More broadly, the start-up terrain is treacherous and fragmented, and only a few companies have yet proved an ability to scale up regionally and become commercially viable. So far, the companies that have been most successful in attracting investment have tended to be those replicating western models, such as the online retailers in Nigeria Jumia and Konga.

Many technology groups developing consumer apps lack the finances to market their products and are obliged to work with the phone operators.

Ayisi Makatiani, the Kenyan who created pan-African media aggregator Africaonline and now runs his own private equity fund, says the first wave of venture capitalists who backed innovative start-ups were mostly burnt.
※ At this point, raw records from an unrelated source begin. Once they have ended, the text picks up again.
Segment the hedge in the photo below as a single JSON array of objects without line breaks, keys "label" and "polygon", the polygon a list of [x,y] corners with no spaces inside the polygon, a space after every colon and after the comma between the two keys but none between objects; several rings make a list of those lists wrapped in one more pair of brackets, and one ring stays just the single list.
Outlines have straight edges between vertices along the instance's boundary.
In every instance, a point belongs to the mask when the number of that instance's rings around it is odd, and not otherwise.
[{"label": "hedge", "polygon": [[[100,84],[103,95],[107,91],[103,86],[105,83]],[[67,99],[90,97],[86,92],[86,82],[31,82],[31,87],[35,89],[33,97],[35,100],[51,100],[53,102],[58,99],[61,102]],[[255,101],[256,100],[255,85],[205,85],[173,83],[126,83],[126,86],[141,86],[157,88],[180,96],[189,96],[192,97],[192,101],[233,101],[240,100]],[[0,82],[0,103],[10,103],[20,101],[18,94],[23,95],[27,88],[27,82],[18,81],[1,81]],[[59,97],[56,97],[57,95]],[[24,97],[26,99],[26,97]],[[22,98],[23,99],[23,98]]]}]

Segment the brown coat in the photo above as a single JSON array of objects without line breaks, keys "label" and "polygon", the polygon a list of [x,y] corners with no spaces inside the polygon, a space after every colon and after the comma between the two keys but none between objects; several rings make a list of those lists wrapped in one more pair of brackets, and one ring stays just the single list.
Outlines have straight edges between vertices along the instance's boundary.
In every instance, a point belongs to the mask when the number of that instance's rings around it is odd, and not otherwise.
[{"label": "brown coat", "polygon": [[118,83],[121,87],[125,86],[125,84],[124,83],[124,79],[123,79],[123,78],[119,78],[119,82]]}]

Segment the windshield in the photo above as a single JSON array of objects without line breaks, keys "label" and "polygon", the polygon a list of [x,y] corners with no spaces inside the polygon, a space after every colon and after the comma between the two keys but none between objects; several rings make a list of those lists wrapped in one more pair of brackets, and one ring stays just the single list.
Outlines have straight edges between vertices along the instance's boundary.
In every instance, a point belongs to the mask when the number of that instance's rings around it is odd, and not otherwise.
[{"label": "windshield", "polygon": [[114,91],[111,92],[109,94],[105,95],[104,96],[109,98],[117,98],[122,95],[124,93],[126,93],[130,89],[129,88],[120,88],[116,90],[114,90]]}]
However, experienced players are arriving, he says, helping to marry international expertise with local knowledge. "I haven’t seen so many Americans arriving in 20, 30 years."

In more advanced markets, the spread of mobile money systems and developments in logistics are combining with increased smartphone use to allow groups to sell everything from insurance to fresh fruit online.

"The question is how do you now use the current digital platforms to disrupt the traditional businesses and offer services in a much more efficient way?" Makatiani asks.

It has taken longer for most companies to find the answer than early enthusiasts anticipated. The constraints presented by data costs, regulation, and financing, have proved a drag.

"We are in an evolutionary phase," says Aly-Khan. "We have not yet found the ways of creating the kind of commercial value US companies have been so brilliant at doing. But we are moving in the right direction."

Tunde Kehinde, co-founder and joint MD of Africa Courier Express, co-founded Jumia in 2012 with a $1m investment from Rocket Internet, the German start-up incubator. Today, it has grown to become one of Nigeria’s top e-commerce websites, with more than 100-million visits last year.